Attentive. Mr. Wiseman tells the story, and Mr. Attentive supplies

appropriate reflections on it. The narrative is needlessly

burdened with a succession of short sermons, in the form of

didactic discourses on lying, stealing, impurity, and the other

vices of which the hero of the story was guilty, and which brought

him to his miserable end. The plainness of speech with which some

of these evil doings are enlarged upon, and Mr. Badman's indulgence

in them described, makes portions of the book very disagreeable,

and indeed hardly profitable reading. With omissions, however, the

book well deserves perusal, as a picture such as only Bunyan or his

rival in lifelike portraiture, Defoe, could have drawn of vulgar

English life in the latter part of the seventeenth century, in a

commonplace country town such as Bedford. It is not at all a

pleasant picture. The life described, when not gross, is sordid

and foul, is mean and commonplace. But as a description of English

middle-class life at the epoch of the Restoration and Revolution,

it is invaluable for those who wish to put themselves in touch with

that period. The anecdotes introduced to illustrate Bunyan's

positions of God's judgment upon swearers and sinners, convicting

him of a credulity and a harshness of feeling one is sorry to think

him capable of, are very interesting for the side-lights they throw

upon the times and the people who lived in them. It would take too

long to give a sketch of the story, even if a summary could give

any real estimate of its picturesque and vivid power. It is

certainly a remarkable, if an offensive book. As with "Robinson

Crusoe" and Defoe's other tales, we can hardly believe that we have

not a real history before us. We feel that there is no reason why

the events recorded should not have happened. There are no

surprises; no unlooked-for catastrophes; no providential

interpositions to punish the sinner or rescue the good man.

Badman's pious wife is made to pay the penalty of allowing herself

to be deceived by a tall, good-looking, hypocritical scoundrel. He

himself pursues his evil way to the end, and "dies like a lamb, or

as men call it, like a Chrisom child sweetly and without fear," but

the selfsame Mr. Badman still, not only in name, but in condition;

sinning onto the last, and dying with a heart that cannot repent.

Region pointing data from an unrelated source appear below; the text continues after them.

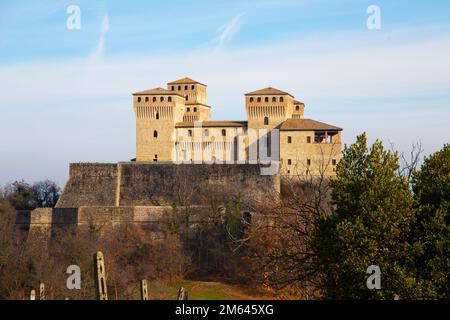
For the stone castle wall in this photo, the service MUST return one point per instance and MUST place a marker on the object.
(160, 184)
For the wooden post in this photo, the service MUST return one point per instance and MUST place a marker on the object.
(144, 291)
(182, 294)
(41, 291)
(100, 276)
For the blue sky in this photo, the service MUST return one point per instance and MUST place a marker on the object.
(65, 94)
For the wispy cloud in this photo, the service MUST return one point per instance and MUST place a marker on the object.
(100, 47)
(228, 30)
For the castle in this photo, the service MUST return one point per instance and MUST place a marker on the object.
(185, 160)
(174, 125)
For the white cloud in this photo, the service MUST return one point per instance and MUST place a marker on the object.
(100, 46)
(228, 30)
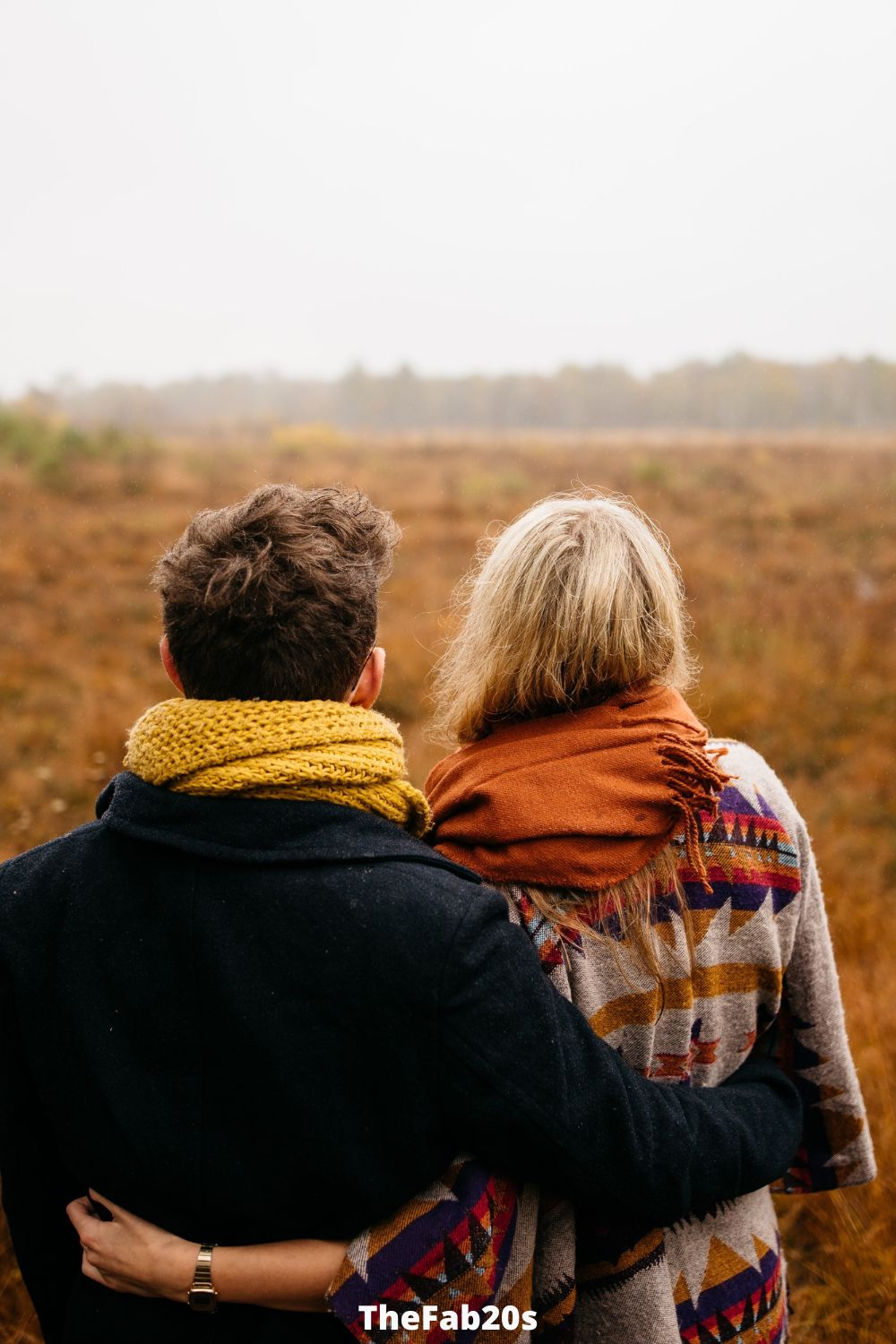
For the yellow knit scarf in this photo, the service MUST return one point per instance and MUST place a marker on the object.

Mr. Froude's summing up of this book is so masterly that we make no

apology for presenting it to our readers. "Bunyan conceals

nothing, assumes nothing, and exaggerates nothing. He makes his

bad man sharp and shrewd. He allows sharpness and shrewdness to

bring him the reward which such qualities in fact command. Badman

is successful; is powerful; he enjoys all the pleasures which money

can bring; his bad wife helps him to ruin, but otherwise he is not

unhappy, and he dies in peace. Bunyan has made him a brute,

because such men do become brutes. It is the real punishment of

brutal and selfish habits. There the figure stands - a picture of

a man in the rank of English life with which Bunyan was most

familiar; travelling along the primrose path to the everlasting

bonfire, as the way to Emmanuel's Land was through the Slough of

Despond and the Valley of the Shadow of Death. Pleasures are to be

found among the primroses, such pleasures as a brute can be

gratified by. Yet the reader feels that even if there was no

bonfire, he would still prefer to be with Christian."